I have a very uneasy relationship with the world. I admit I’ve changed over the years (empirical evidence is clear – wrinkled skin, achy bones, far less inclination to accept stupidity in myself and others), but I swear the world changes in staggering ways every three minutes.
I can’t keep up.
I don’t want to deal with the larger world, but I have a deep-held conviction that part of being a viable human being/citizen of the planet is the responsibility to be knowledgeable and act responsibly.
But I’m losing the battle.
The first problem with the world, is which world. I swear my perceptions of planet Earth could be a fantasy novel. Larger universe, natural world, cultural world, family world, political world, economic world, internet world…and the bizarro world of why people do what they do.
A rational being would never believe this crazy quilt of existence.
Let me elucidate by going through my day. The sun’s shining, spring is edging this way and I’m out by my pond, worrying about the migration of bullfrogs into my ecosystem. I’m just realizing that those mega-hoppers are too fast for me anyway, when my neighbor meanders along the fenceline.

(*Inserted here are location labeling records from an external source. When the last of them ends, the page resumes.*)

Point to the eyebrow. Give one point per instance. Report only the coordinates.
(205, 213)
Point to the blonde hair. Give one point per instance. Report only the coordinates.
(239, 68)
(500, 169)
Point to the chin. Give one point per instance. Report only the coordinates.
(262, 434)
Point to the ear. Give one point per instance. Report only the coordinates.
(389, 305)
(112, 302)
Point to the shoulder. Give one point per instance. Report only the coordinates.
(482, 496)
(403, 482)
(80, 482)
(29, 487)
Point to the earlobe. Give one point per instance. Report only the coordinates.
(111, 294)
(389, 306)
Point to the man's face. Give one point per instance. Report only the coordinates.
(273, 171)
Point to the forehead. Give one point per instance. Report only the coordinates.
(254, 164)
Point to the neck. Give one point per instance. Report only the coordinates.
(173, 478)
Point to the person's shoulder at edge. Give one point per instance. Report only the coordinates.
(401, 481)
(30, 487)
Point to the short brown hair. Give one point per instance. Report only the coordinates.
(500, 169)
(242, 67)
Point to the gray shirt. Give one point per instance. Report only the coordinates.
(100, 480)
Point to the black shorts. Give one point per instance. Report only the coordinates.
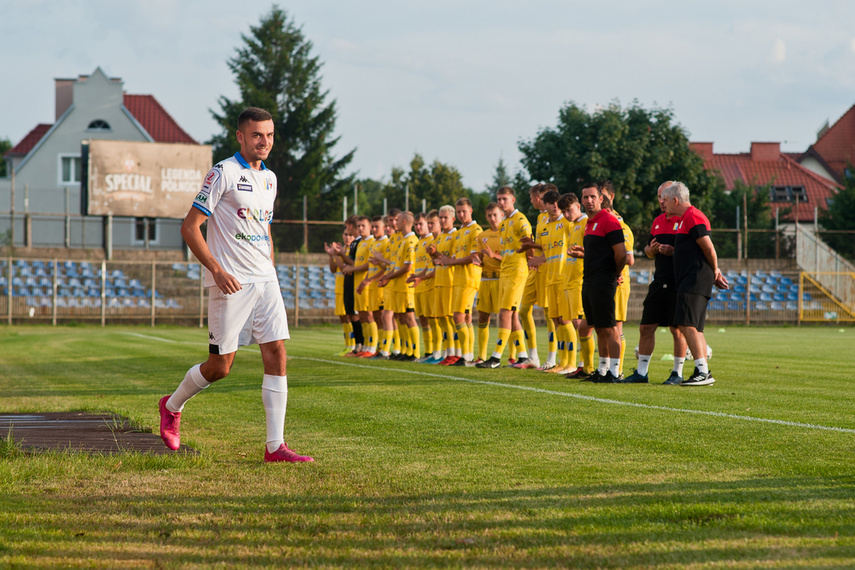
(598, 302)
(659, 304)
(691, 310)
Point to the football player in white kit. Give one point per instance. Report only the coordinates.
(245, 305)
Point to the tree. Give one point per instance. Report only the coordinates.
(636, 148)
(5, 145)
(500, 178)
(839, 218)
(275, 70)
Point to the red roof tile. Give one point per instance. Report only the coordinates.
(836, 145)
(29, 141)
(154, 119)
(782, 171)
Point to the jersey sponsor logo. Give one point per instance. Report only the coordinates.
(255, 215)
(240, 236)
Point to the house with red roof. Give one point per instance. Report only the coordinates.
(793, 186)
(48, 161)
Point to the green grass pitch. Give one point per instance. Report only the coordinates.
(425, 466)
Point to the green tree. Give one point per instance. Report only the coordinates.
(5, 145)
(275, 70)
(636, 148)
(500, 178)
(437, 184)
(839, 218)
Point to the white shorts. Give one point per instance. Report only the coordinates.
(253, 315)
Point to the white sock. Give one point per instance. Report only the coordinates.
(643, 363)
(274, 396)
(192, 384)
(678, 365)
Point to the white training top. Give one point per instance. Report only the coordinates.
(239, 204)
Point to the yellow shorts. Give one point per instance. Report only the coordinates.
(463, 298)
(574, 302)
(404, 300)
(421, 302)
(376, 297)
(442, 299)
(621, 302)
(556, 302)
(529, 295)
(339, 305)
(511, 289)
(360, 300)
(488, 296)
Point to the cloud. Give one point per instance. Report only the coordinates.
(779, 51)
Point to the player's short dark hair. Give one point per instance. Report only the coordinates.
(253, 114)
(567, 200)
(550, 197)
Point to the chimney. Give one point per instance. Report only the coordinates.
(765, 151)
(703, 149)
(64, 95)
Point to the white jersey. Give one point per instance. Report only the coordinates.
(239, 204)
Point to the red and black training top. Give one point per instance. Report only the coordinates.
(664, 230)
(601, 233)
(692, 271)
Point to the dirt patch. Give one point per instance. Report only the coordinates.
(81, 432)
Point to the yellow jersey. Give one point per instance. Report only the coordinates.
(466, 243)
(513, 229)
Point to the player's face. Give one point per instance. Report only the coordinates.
(256, 140)
(421, 227)
(433, 225)
(592, 200)
(495, 217)
(364, 228)
(464, 213)
(506, 203)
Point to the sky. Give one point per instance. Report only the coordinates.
(461, 81)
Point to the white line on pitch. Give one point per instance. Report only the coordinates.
(588, 398)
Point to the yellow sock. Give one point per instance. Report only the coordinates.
(427, 337)
(553, 340)
(527, 322)
(586, 343)
(502, 341)
(483, 340)
(414, 341)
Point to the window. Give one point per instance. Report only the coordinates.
(787, 194)
(99, 125)
(69, 169)
(143, 225)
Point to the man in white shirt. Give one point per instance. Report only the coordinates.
(245, 305)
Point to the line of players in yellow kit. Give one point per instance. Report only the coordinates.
(412, 272)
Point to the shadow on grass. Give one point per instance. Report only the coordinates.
(743, 522)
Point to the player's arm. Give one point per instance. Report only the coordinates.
(191, 231)
(708, 249)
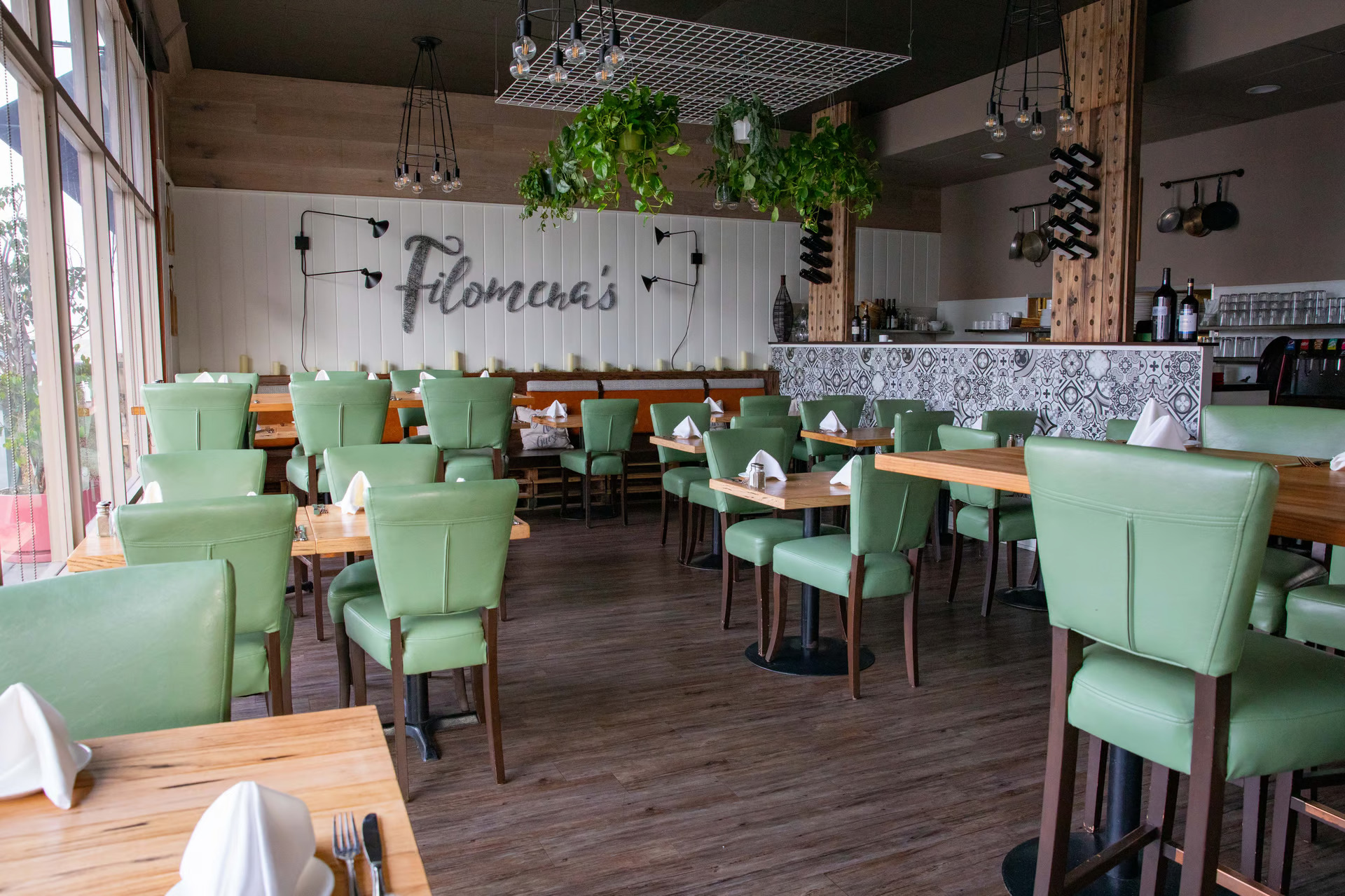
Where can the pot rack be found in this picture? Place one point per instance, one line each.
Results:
(1235, 172)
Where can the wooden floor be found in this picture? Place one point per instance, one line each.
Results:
(646, 755)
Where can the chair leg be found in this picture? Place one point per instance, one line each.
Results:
(1067, 650)
(1206, 798)
(492, 697)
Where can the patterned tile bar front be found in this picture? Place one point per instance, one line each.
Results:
(1075, 388)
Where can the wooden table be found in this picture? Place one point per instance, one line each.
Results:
(857, 438)
(142, 795)
(810, 492)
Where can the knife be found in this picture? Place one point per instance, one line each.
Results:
(374, 852)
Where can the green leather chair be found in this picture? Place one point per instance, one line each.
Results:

“Say, did you hear they’re building a new Costco at the end of the road?” He shakes his head in disbelief.
We have a lengthy discussion about traffic patterns, rising taxes and whether it’s just a rumor. The potential environmental damage by the bullfrog is left behind in the ecosystem bubble world; I head into the house to check online to see if the building expansion rumor is true.
Facebook and twitter are spasming about different issues, and none of the regular media have reported it. There are, however, several articles about rising taxes and people being forced out of their homes.
I forget about Costco and the reality of too much traffic in frantic figuring of how I can squeeze more money out of my tight budget. Then I start worrying about my neighbor struggling on a fixed income. She’s lived in that old house most of her life. My mind rambles over the hearsay about the families that lived in my ninety-year-old home. I wonder if their ghosts hang around, commenting to each other on my decorating choices and sadly shaking their heads. That’s not the way they did things when they were young…and still alive…
At the time these unknown familiars were making decorating choices, I was in a baby carriage…or maybe my parents were. Changes…lots of changes filter through my awareness in the voices of grandparents, parents, and even my younger self. My own kids are doing their best to thrive in the current world despite student loans, elusive raises, jeopardized medical care. Their lives carry anxieties that I didn’t experience, but I feel like I should have some answers for them. Not so much. My experiences were formed without internet – TV and newspapers kept the uncertain world at arms length, letting me live in the bubble of my own small life.
But that’s not the world now, so I do a search on social media for information about what laws are coming out of Washington. It scares me silly – posturing, violence, spitting matches between people who should know better. I shoot off a couple of emails to my reps in support of their battles to make life better.
As I sit back, wishing I could affect the world, feeling like each segment is a jumbled, dangerous and very alien place, I can see the blooms of my flowering quince. I think it’s almost a half-century old, and every spring heralds life with deep orangey-red blooms. Right now the sunlight makes diamonds in the droplets of spring rain.
It’s so beautiful.
I think I’ll spend the afternoon hewing down blackberries, making sure the native shrubs I planted last fall can grow up free of weeds. There should be berries for the creatures that live hidden on my land. I wonder if I can or should do anything about the bullfrogs that have invaded the peace of my pond.
I wonder how long I can rest in this world before I am forced to travel to another.